Stochastic Turing patterns in the Brusselator model

TL;DR

This paper introduces a stochastic version of the Brusselator model, demonstrating that stochastic fluctuations can induce Turing patterns over a broader parameter range than classical deterministic models.

Contribution

It develops a stochastic Brusselator model and shows that noise can promote pattern formation beyond traditional Turing conditions.

Findings

Stochastic fluctuations induce spatially ordered solutions.

The stochastic Turing region is wider than the deterministic one.

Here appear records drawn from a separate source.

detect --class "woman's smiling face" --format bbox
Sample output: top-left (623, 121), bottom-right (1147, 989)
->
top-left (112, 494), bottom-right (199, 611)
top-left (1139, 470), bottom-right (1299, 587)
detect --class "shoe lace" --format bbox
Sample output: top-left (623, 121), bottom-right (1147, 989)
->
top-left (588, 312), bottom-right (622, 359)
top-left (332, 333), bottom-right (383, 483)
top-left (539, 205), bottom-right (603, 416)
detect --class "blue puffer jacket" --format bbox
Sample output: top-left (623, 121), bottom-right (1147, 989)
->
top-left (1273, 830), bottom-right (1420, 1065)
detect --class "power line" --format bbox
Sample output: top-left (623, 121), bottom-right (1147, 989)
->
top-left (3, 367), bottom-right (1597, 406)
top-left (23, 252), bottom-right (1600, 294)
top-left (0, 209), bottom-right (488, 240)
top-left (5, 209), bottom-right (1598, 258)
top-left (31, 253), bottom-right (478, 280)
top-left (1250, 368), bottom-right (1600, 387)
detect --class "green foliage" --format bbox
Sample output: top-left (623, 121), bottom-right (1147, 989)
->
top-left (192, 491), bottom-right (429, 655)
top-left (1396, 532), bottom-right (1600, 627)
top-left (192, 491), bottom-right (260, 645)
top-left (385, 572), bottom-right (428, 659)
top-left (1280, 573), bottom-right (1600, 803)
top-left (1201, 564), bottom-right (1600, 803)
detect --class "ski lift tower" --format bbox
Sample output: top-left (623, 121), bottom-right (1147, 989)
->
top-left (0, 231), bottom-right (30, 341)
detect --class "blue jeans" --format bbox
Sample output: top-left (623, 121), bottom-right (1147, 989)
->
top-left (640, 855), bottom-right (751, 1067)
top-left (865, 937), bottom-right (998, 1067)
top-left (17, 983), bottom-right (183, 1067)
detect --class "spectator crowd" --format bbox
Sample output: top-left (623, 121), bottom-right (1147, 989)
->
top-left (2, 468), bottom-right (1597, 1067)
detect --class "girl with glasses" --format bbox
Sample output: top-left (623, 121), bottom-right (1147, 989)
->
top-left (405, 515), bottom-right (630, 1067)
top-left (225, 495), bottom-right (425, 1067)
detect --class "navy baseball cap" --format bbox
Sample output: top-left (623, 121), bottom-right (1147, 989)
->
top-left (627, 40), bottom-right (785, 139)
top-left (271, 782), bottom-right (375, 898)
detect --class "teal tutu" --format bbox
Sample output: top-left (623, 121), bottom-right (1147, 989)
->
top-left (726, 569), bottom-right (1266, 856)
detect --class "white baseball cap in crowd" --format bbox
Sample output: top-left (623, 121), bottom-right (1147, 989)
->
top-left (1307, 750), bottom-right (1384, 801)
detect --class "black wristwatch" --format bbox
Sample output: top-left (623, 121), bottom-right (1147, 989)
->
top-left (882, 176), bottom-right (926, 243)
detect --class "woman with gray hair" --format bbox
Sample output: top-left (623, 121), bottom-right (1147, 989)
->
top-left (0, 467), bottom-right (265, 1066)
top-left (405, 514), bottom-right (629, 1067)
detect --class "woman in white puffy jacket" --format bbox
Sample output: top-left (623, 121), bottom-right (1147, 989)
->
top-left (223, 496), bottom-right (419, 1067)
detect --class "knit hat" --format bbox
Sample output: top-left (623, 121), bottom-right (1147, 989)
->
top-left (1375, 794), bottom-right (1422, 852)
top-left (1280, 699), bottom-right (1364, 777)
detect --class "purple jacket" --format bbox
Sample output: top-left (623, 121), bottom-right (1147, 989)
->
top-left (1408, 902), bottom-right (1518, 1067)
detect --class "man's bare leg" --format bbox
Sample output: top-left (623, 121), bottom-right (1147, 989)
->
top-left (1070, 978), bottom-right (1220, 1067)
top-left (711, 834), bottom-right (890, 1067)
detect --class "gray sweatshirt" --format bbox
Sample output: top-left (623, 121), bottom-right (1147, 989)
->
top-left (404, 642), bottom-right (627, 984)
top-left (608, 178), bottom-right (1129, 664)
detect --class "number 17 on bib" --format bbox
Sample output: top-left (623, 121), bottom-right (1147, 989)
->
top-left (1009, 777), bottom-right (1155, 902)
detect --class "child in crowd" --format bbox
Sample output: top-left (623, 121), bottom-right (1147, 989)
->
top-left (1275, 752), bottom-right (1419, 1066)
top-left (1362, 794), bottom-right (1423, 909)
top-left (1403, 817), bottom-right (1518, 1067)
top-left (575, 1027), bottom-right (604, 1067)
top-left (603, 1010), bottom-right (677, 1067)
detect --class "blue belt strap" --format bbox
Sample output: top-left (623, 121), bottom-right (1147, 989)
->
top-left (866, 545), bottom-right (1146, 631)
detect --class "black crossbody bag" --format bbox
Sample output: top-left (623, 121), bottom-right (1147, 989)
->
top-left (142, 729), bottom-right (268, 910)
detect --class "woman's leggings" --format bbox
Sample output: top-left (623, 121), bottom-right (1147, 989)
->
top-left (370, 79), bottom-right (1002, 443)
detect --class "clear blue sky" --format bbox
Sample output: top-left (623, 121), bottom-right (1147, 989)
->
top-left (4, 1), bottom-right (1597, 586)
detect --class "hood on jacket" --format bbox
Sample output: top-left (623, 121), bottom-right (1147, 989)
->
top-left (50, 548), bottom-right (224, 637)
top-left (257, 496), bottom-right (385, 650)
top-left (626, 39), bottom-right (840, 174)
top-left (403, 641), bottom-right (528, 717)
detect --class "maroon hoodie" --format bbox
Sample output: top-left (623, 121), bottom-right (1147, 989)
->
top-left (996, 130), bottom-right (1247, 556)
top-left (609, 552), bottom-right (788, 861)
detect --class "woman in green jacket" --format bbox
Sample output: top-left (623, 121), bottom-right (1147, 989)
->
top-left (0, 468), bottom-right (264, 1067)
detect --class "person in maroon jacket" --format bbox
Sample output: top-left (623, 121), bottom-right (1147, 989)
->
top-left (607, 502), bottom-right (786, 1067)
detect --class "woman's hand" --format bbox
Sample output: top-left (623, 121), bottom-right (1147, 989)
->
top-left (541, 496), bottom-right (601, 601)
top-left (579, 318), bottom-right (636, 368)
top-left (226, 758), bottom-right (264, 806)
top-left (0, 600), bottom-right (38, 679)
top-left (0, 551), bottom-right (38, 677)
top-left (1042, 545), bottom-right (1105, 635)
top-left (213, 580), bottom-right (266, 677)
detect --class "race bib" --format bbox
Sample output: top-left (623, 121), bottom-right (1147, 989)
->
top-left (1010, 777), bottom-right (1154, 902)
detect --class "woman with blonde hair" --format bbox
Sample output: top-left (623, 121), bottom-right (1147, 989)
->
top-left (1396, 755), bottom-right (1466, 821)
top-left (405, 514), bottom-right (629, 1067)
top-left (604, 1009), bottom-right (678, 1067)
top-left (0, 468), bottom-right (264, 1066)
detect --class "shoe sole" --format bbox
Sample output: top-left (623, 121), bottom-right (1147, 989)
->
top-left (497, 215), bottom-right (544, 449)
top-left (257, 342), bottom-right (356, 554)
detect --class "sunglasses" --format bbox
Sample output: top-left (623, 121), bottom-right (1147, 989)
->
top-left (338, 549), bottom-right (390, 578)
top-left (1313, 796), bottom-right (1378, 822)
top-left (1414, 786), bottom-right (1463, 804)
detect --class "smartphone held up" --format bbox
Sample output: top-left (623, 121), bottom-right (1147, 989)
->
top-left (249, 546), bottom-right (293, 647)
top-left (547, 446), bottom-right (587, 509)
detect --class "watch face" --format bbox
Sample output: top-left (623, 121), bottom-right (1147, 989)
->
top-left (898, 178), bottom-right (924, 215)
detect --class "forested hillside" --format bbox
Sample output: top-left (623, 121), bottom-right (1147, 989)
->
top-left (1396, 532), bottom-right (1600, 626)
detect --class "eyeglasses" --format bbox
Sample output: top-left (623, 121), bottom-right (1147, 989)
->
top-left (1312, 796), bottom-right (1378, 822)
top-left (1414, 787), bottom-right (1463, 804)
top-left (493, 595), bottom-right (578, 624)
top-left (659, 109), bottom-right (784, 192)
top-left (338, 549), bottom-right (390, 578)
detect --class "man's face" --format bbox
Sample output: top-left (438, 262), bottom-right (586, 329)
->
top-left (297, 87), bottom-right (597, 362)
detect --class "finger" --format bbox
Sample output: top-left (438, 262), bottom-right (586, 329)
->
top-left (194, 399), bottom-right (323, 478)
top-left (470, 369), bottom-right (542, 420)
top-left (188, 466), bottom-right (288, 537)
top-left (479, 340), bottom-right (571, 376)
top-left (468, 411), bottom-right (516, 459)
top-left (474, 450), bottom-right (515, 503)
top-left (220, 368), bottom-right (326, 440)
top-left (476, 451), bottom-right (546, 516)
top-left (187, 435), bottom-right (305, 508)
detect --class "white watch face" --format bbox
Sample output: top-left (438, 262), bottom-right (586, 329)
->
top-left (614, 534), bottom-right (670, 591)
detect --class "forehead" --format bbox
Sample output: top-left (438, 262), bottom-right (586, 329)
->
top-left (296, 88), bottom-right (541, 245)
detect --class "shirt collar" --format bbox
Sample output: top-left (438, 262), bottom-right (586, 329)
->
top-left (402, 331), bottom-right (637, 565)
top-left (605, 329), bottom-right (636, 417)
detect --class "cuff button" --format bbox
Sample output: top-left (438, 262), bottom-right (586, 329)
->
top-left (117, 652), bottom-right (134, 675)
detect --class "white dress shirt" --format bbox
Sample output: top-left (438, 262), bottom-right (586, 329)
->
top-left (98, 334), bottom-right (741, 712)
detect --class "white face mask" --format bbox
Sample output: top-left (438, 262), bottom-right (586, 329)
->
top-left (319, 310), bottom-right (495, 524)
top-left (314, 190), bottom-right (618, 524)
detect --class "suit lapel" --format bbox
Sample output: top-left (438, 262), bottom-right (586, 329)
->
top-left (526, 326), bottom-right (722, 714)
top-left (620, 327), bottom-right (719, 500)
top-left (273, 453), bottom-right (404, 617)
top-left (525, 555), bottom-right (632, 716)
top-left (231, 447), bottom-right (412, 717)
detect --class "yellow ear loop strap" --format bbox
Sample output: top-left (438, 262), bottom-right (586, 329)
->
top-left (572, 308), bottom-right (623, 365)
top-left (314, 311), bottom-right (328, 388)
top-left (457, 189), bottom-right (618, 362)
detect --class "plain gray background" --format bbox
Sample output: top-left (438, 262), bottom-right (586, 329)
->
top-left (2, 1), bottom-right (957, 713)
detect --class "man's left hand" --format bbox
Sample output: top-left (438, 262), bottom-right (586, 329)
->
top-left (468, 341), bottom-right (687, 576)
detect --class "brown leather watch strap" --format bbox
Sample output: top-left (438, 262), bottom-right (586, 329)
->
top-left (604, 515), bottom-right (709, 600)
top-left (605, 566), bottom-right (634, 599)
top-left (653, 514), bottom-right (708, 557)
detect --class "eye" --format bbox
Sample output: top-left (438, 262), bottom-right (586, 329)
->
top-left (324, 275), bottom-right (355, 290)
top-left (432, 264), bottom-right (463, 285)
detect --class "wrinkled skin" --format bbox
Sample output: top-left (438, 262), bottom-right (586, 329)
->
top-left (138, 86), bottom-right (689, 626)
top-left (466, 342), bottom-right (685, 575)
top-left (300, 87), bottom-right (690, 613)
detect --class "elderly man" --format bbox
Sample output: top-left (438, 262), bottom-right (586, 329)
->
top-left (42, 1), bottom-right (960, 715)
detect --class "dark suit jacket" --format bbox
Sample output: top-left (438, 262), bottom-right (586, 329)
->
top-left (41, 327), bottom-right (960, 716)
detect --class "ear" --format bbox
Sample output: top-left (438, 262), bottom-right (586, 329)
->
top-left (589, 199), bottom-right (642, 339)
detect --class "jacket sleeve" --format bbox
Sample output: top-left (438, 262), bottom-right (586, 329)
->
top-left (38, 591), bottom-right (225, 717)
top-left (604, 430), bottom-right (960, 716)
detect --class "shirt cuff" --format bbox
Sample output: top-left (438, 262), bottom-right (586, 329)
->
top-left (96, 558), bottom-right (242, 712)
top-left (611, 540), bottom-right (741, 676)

Cross diffusive terms influence the Turing instability.

Abstract

A stochastic version of the Brusselator model is proposed and studied via the system size expansion. The mean-field equations are derived and shown to yield to organized Turing patterns within a specific parameters region. When determining the Turing condition for instability, we pay particular attention to the role of cross diffusive terms, often neglected in the heuristic derivation of reaction diffusion schemes. Stochastic fluctuations are shown to give rise to spatially ordered solutions, sharing the same quantitative characteristic of the mean-field based Turing scenario, in term of excited wavelengths. Interestingly, the region of parameter yielding to the stochastic self-organization is wider than that determined via the conventional Turing approach, suggesting that the condition for spatial order to appear can be less stringent than customarily believed.